Pourtant, s’ils ont bien les cordes en commun, leurs deux instruments diffèrent par leur timbre, étendu et prestigieux pour le noble violoncelle, plus étriqué et de registre aigu pour le cavaquinho qui exprime souvent les souffrances du populo. Musique savante vs musique populaire, deux mondes entremêlés pour faire «de la musique tout court» selon les deux garçons qui proposent de jouer justement de ces contrastes, à la manière d’une Maria Joao Pires interprétant Mozart. Formant ainsi ces deux Hémisphères, qui s’additionnent donc plus qu’ils ne fusionnent. Mais en trouvant les bons arrangements pour harmoniser les tons de l’un et de l’autre, leurs textures respectives, les legatos du violoncelle aux notes pincées du cavaquinho, le choix de l’archet ou du jeu pizzicato pour Guillaume, tandis que Matheus a opté pour un instrument à six cordes plutôt que quatre, ce qui le rapproche de la mandoline.

 

Amoureux de sa ville d’origine, le violoncelliste ouvre le répertoire avec Palais Longchamps, honorant le palais dédié aux Grandes Eaux de Marseille, décor aux lignes inspirantes où il décèle l’âme vive d’un peuple dans les entrailles de cette ville-monde. Prière en Bambara prend les traits d’une fable d’un pays inconnu, mais dans l’esprit des contes éternels maliens, avec les résonances afro de cette échappée mandingue où l’on croirait entendre une kora. Un mouvement enlevé mais dans la douceur d’un jeu qui pourrait rappeler le duo Balaké Sissoko-Vincent Segal.

Pour l’explicite Urban Poem, où des mouvements lents encadrent le mouvement rapide, Guillaume parle de «sonate chavirée», ses coups d’archet restituant l’énergie et les flux de la ville, avec un emballement plus oriental-jazz tandis que la petite guitare évoque la gitanerie du lieu. Proposé en deux temps enchaînés, le prélude est très vivace avant que le second mouvement émouvant dans sa patte classique, est plus apaisé.

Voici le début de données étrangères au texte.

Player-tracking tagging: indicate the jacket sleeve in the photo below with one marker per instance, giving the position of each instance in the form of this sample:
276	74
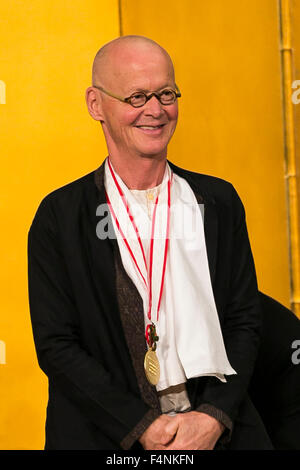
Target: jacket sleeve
55	323
242	318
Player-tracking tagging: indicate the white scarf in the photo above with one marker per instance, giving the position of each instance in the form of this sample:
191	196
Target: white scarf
190	338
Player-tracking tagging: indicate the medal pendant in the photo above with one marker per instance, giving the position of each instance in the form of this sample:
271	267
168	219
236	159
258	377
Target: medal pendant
151	366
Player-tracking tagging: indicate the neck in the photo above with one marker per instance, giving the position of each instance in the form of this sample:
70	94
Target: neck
141	172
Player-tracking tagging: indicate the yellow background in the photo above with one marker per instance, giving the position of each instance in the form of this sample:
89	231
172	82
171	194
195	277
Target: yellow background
227	59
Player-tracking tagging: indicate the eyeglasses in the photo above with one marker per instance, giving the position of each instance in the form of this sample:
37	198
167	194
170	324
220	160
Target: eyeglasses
139	98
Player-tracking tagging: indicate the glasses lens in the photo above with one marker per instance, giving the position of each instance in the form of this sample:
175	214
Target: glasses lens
137	100
167	96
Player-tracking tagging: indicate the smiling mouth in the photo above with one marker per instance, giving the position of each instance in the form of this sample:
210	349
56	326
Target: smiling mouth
150	128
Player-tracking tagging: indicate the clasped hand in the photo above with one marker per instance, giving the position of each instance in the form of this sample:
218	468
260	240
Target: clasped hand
185	431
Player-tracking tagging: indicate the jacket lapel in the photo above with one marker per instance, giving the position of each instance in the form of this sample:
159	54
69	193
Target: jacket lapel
131	312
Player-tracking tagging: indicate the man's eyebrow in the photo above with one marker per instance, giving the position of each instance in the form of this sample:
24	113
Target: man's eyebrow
146	90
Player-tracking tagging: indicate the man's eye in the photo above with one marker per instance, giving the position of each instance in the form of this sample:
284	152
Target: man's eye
167	93
138	96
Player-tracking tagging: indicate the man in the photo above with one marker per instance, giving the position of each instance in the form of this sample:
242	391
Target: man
95	298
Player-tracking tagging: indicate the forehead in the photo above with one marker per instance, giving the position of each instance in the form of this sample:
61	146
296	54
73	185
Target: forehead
146	68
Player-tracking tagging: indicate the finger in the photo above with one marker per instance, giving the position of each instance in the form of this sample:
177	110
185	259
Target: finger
172	426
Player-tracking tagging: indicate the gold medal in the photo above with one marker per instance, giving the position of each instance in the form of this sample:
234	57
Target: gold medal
151	366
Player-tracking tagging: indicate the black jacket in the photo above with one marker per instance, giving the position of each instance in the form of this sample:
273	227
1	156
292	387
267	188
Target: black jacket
88	321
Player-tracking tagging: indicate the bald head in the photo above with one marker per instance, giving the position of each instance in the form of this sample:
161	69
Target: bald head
124	50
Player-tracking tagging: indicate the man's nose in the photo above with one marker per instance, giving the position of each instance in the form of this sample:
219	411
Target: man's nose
153	107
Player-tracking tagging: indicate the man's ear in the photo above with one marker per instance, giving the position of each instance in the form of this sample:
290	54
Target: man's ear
93	101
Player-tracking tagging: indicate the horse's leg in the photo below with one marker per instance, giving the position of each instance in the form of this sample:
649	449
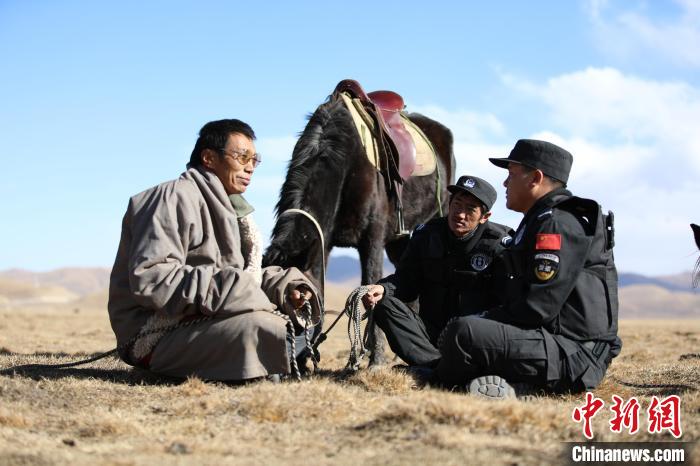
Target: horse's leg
372	260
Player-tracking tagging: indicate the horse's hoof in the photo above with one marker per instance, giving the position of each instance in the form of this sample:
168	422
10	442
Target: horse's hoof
378	361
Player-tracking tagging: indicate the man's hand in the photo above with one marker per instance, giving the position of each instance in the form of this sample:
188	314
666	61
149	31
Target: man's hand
300	294
373	296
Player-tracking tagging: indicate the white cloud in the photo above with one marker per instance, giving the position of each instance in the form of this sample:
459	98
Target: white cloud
635	122
628	33
635	150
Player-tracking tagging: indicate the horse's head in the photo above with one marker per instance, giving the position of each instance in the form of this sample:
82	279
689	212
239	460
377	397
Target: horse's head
323	159
696	271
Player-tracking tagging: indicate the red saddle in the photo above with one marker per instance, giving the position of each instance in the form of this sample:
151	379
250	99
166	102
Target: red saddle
386	107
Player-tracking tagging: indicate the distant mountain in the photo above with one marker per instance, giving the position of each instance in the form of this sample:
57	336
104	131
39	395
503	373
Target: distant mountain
81	281
346	269
679	282
640	296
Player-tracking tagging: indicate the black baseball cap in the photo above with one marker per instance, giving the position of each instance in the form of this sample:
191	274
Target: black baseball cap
554	161
480	189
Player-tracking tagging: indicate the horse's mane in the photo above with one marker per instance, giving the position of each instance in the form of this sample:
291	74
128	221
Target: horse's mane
327	134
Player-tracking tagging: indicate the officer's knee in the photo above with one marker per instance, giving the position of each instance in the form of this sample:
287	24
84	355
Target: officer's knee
458	331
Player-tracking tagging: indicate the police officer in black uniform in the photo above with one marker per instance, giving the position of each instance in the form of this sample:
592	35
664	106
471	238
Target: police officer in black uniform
441	268
557	327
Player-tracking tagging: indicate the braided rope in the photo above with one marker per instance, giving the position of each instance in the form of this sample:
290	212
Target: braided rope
293	350
123	346
355	317
306	314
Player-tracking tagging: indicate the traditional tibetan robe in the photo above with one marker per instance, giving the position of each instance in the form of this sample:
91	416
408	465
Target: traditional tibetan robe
187	250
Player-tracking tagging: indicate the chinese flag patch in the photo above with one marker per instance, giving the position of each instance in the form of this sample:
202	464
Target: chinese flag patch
548	241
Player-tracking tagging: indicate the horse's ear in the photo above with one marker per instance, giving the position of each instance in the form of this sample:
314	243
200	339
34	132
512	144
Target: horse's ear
696	232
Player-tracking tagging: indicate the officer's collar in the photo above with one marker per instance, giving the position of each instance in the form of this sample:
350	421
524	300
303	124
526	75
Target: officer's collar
548	200
466	238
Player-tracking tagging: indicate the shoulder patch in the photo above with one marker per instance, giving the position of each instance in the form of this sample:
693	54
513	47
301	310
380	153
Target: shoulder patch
548	241
479	261
546	266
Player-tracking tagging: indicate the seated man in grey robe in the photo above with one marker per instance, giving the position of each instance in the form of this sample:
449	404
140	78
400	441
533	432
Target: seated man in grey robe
187	283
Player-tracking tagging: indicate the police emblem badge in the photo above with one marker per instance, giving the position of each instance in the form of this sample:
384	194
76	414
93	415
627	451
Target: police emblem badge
546	266
480	261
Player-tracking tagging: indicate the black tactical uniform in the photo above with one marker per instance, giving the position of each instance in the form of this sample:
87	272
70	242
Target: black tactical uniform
444	273
557	328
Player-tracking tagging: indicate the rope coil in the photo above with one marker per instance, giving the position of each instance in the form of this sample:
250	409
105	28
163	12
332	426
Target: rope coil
355	317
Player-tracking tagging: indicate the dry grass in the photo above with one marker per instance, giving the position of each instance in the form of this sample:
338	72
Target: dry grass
107	413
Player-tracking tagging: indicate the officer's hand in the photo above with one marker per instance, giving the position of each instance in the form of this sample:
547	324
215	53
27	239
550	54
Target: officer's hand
373	296
300	294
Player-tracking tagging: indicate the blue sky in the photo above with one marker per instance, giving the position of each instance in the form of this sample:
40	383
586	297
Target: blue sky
99	101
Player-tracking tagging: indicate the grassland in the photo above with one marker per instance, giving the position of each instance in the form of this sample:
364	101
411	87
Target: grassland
109	413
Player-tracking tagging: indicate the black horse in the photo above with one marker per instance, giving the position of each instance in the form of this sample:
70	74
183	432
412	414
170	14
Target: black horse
331	178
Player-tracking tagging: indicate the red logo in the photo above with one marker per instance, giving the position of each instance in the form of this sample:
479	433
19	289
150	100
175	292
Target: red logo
665	415
548	241
586	412
662	415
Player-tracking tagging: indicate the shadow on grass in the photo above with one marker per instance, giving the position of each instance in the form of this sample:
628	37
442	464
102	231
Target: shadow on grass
120	373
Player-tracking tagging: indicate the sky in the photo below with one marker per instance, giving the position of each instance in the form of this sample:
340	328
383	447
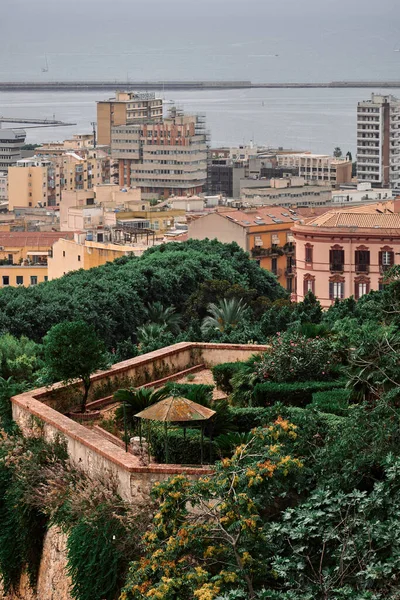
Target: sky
258	40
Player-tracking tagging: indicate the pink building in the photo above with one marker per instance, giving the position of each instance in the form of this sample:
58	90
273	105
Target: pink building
346	252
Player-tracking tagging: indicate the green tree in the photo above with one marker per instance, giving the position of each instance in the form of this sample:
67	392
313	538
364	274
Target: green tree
165	316
227	313
73	351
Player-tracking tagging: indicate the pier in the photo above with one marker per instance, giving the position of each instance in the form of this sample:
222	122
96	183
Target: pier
61	86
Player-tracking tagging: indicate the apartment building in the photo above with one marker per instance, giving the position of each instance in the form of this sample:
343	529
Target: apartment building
287	192
127	108
264	232
3	186
378	141
24	256
164	158
346	252
40	180
317	168
11	142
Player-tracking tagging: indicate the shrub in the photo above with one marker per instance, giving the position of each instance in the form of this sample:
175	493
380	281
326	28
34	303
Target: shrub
295	394
223	374
182	449
332	401
294	356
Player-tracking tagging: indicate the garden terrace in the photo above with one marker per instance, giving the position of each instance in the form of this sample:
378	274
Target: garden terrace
44	410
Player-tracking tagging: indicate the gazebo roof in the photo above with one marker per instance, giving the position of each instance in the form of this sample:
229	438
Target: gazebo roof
176	409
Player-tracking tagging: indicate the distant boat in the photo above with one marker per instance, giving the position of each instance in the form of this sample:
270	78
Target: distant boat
46	68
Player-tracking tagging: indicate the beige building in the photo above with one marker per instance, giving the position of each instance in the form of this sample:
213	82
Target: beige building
319	167
126	108
41	180
79	253
287	192
163	159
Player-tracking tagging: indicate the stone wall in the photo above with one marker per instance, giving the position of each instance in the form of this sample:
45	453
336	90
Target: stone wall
98	456
53	581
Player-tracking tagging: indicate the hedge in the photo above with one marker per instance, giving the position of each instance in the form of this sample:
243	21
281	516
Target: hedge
223	374
335	402
180	450
295	394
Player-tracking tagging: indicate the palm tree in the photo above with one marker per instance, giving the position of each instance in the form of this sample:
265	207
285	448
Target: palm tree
135	400
158	314
227	313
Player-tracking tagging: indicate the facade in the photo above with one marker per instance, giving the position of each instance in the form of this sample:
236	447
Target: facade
264	232
318	167
346	252
11	142
126	108
164	158
24	256
3	186
79	253
286	192
41	180
378	141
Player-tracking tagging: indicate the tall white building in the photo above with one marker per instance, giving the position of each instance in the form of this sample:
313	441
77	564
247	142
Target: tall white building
378	141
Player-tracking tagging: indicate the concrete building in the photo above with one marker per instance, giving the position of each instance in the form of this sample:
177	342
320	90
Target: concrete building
24	256
3	186
287	192
346	252
80	253
11	142
264	232
362	193
317	168
41	180
162	158
378	141
126	108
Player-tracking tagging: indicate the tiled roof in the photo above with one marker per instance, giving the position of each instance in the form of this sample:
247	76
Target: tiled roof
265	215
32	239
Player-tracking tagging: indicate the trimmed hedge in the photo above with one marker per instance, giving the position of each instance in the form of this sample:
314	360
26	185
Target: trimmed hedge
335	402
180	450
295	394
223	374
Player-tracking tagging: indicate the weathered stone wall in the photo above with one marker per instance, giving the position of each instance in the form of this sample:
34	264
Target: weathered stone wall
53	581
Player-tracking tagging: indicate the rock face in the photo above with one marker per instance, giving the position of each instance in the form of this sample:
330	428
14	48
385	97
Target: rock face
53	581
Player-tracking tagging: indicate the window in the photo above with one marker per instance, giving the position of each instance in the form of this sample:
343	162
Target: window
362	261
336	290
336	259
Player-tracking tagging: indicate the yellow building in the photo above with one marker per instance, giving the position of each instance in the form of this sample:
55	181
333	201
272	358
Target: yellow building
24	256
79	253
265	232
40	181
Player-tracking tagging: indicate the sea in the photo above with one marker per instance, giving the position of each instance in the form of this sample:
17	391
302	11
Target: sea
159	40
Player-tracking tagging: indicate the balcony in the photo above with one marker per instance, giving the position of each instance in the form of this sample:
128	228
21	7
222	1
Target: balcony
362	268
336	267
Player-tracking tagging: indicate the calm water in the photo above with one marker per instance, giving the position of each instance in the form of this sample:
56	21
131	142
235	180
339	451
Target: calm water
316	120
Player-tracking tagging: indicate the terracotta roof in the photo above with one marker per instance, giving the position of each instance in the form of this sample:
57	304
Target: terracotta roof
264	215
32	239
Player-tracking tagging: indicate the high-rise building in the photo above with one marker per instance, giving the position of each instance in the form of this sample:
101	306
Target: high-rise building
378	141
11	142
126	108
162	158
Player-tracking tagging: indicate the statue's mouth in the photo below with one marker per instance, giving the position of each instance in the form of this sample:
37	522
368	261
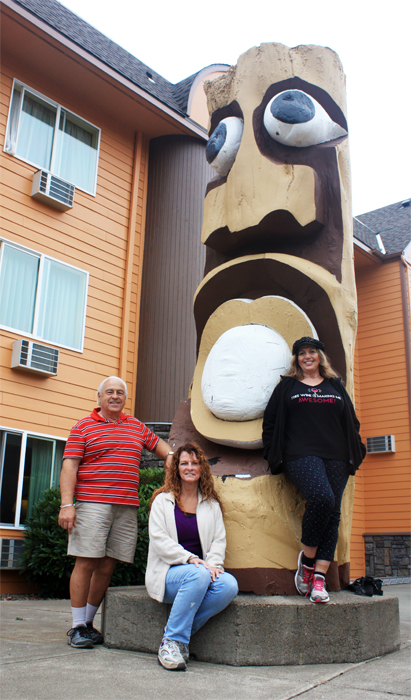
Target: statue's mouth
277	232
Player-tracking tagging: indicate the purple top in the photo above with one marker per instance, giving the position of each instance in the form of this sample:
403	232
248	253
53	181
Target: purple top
187	532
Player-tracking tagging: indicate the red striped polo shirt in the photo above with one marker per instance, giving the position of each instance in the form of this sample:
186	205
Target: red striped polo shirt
109	456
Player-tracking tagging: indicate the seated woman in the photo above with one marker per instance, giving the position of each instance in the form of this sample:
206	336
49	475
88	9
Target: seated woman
186	553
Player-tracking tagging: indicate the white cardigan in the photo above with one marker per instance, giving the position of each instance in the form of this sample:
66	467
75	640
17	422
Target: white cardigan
165	551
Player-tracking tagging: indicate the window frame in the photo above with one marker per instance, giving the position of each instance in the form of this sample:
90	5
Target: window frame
54	149
25	434
42	257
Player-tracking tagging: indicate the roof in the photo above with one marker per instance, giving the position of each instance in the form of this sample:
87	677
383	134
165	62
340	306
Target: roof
392	223
98	45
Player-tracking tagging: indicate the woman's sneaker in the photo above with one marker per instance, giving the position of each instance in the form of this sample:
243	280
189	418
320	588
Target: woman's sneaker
318	592
169	655
303	576
184	651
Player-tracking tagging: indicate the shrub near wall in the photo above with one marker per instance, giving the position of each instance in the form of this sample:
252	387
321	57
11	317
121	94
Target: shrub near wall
45	560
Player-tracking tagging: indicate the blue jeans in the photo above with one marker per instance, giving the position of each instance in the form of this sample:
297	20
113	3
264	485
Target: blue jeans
195	598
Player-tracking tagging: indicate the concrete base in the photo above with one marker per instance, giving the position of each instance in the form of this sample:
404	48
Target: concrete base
263	630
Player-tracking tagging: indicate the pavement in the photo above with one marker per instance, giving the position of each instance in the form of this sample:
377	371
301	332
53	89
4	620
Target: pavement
37	664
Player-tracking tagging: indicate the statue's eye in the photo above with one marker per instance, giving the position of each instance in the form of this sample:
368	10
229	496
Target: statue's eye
294	118
223	144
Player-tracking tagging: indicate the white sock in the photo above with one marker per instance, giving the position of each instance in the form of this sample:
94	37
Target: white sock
90	612
79	616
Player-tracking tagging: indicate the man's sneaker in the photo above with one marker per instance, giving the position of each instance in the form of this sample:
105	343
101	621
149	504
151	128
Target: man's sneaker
79	638
95	636
318	592
303	576
169	655
184	651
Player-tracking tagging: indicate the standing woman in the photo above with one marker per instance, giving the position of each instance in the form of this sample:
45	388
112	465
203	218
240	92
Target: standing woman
186	553
311	434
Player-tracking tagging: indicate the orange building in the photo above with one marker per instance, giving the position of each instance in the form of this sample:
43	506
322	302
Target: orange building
381	525
103	177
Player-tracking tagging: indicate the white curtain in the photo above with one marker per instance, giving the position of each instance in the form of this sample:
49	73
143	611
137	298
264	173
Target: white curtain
36	132
62	301
77	154
18	283
11	139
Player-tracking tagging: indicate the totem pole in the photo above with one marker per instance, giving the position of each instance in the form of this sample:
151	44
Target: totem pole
278	233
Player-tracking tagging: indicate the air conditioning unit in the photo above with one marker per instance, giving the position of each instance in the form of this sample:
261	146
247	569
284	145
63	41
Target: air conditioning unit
10	553
381	443
33	357
51	189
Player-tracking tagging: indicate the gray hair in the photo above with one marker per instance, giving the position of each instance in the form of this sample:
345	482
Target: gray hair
100	389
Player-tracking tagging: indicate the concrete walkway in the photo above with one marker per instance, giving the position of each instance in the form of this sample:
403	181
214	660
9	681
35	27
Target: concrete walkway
37	664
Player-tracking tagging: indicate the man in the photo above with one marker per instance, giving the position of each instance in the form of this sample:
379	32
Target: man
101	469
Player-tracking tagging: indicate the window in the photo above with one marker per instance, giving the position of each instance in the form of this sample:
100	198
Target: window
29	464
45	134
42	297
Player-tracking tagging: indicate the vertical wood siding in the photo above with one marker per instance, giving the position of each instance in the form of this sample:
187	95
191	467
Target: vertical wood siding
383	397
173	268
93	237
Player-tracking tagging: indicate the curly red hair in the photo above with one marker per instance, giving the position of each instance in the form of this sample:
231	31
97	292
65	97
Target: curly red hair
172	481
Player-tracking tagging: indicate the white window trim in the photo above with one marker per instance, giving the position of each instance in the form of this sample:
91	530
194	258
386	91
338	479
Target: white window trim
53	153
42	256
24	435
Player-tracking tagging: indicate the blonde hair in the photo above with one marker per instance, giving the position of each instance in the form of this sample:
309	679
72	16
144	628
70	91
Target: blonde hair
172	481
325	368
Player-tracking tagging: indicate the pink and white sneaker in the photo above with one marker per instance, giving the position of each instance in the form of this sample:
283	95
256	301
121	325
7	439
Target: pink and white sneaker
303	576
318	592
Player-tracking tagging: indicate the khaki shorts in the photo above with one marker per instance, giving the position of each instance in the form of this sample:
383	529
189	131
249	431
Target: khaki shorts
104	529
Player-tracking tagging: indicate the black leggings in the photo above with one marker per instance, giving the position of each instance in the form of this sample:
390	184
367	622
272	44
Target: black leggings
322	483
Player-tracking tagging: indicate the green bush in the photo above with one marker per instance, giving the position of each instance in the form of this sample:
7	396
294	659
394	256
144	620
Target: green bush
45	559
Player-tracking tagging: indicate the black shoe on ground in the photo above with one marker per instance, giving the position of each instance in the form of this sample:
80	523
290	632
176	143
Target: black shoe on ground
79	638
95	636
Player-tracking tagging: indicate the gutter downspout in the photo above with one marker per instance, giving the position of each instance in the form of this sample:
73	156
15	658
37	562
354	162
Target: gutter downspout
406	306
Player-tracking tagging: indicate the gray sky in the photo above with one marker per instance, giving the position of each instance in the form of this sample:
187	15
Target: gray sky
372	40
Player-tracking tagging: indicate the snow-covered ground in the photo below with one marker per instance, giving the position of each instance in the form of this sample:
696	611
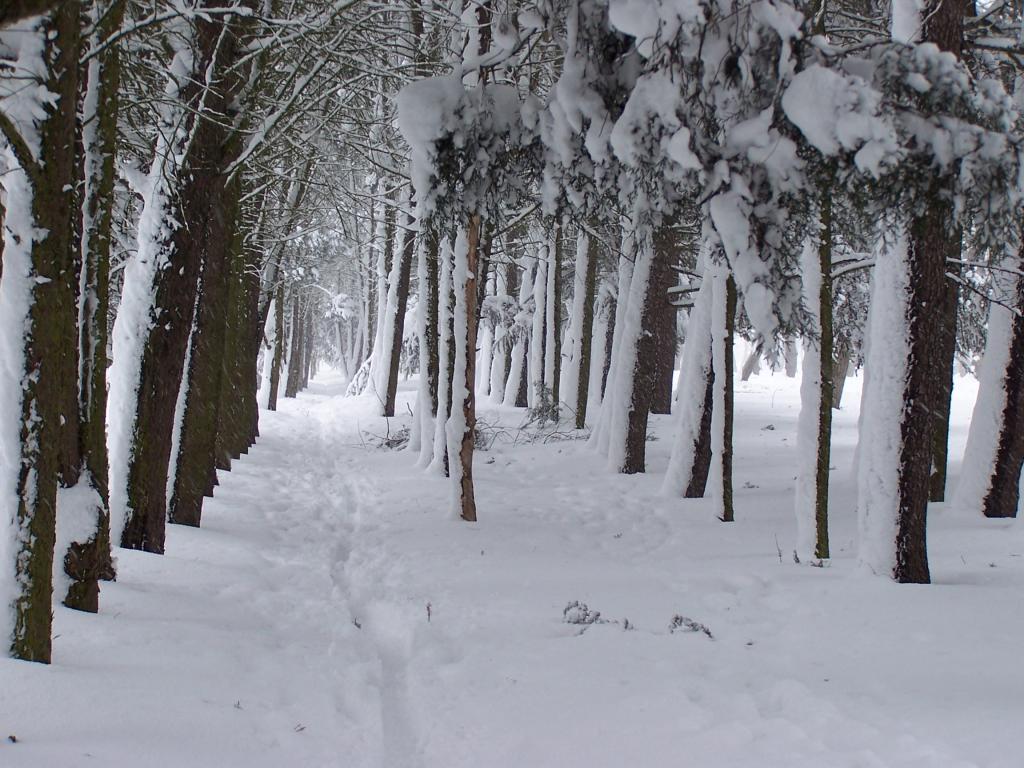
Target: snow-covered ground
331	612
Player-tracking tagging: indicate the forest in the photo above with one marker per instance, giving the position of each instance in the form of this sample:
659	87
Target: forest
718	301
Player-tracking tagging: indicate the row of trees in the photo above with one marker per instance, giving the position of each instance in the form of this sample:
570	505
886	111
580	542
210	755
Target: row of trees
202	200
156	158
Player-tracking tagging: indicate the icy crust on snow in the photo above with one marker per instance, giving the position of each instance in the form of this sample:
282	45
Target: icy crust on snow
986	421
805	497
882	406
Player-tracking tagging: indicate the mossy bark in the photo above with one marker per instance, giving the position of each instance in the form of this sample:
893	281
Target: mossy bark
197	455
664	316
202	183
48	397
587	332
401	302
1003	498
87	562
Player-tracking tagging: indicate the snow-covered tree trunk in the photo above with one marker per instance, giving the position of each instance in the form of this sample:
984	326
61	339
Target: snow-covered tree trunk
538	336
88	560
195	468
947	352
722	334
516	383
461	426
553	313
663	322
439	457
600	346
577	374
486	351
294	377
690	459
600	438
814	423
896	429
422	431
39	331
401	275
279	347
991	471
627	426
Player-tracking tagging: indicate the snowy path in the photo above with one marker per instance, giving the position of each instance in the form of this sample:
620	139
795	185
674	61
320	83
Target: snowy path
331	613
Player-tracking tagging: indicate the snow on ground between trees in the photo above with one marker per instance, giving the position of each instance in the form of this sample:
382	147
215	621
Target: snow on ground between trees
331	612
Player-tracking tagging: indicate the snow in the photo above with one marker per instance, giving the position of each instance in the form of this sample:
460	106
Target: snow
810	404
986	420
882	409
78	509
15	299
293	629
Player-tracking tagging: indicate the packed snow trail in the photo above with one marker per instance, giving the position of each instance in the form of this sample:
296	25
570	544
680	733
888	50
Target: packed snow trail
331	612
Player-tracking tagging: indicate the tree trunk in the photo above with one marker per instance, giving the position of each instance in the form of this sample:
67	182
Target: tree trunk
553	315
587	332
89	561
663	322
991	471
814	426
840	371
725	375
404	276
203	183
205	392
295	351
432	297
464	395
947	345
38	295
279	347
689	463
1003	498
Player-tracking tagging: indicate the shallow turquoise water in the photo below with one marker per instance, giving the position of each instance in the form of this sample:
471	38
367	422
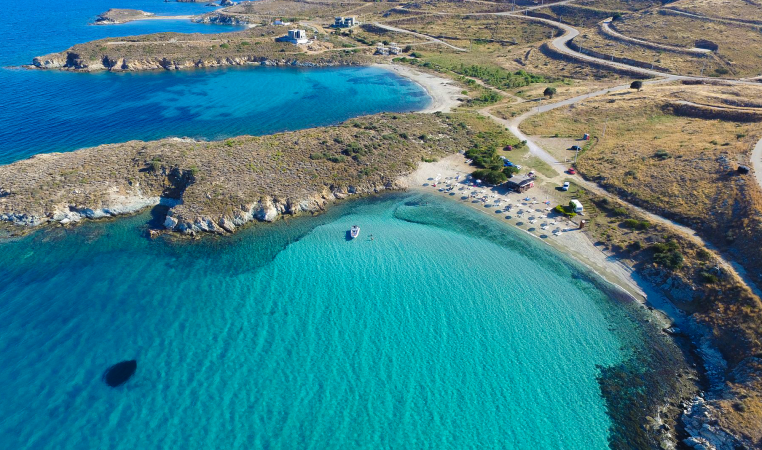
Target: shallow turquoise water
55	111
448	330
46	111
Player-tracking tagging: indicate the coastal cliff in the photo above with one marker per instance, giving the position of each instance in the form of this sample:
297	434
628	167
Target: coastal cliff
116	16
216	187
222	18
175	51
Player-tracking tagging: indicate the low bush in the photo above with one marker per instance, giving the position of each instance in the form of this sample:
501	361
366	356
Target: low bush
635	224
566	210
708	278
667	254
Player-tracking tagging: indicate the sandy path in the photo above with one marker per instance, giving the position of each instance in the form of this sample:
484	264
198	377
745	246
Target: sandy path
570	240
756	162
513	126
444	93
402	30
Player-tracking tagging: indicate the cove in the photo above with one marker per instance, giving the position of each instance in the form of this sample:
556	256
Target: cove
446	331
61	111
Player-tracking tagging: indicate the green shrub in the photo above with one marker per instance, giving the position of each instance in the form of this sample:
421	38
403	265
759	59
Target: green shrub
708	278
510	171
566	210
634	224
662	155
666	254
490	176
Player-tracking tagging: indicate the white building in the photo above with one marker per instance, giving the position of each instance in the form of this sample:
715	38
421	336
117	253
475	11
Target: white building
295	37
345	22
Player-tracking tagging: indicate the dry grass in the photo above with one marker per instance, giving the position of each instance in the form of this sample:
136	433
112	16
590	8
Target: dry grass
461	30
724	9
368	152
740	48
593	40
691	181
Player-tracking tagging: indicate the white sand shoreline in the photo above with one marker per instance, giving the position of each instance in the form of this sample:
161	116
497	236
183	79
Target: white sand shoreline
445	94
573	243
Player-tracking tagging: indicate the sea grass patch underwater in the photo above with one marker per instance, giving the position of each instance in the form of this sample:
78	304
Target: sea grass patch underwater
288	334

Courte virgule, le titre Hémisphères résume ces deux mélodies parallèles et horizontales qui, en simultané, forment une pleine sphère sonore, avant une composition de Matheus, Aos Meus Amigos, gaiement tangotante dans l’esprit de Piazolla, avec un son de guitare jazz-manouche pour ce morceau que le jeune Brésilien dédie à des amis Normands. Puis Yaô, une prière composée par Pixinguinha, joyeuse elle aussi, une «maxixe» comme on dit là-bas (une danse apparue à Rio il y a bientôt deux siècles, résumée comme le tango brésilien) à la fois spirituelle et plus percussive, donc dansante. De cette même époque (1838) suit Träumerei emprunté à Schumann pour la beauté de sa mélodie simple et plus populaire.

Pour exprimer le plaisir d’être juste ensemble à partager cette courte pièce, Guillaume a écrit Et si… évoquant comme un début d’espoir, notamment pour l’aventure avec ce nouvel ami auquel il dédie Horochroroforô, écrit avoue-t-il en croyant composer un choro brésilien, mais il semblerait que le rythme soit celui du forrô du Nordeste. Il est en tout cas très enjoué et virtuose.

Autre reprise qu’ils aiment tous les deux pour ses subtils suggestions poétiques, Milonga Gris de Carlos Aguirre marie la douceur d’une guitare classique au tempo du violoncelle semblable à une contrebasse.

Il revient enfin à Matheus de clore le chapitre par deux de ses compositions, Oriente et son thème complexe, à la fois simple et insaisissable qui nous a un peu épuisé, auquel on préfère Anne-Lise qu’il a écrit pour sa fille, et qui a la tendresse d’une caresse dans un superbe alliage entre le grave du violoncelle et l’aigu du cavaquinho : voilà la mission réussie.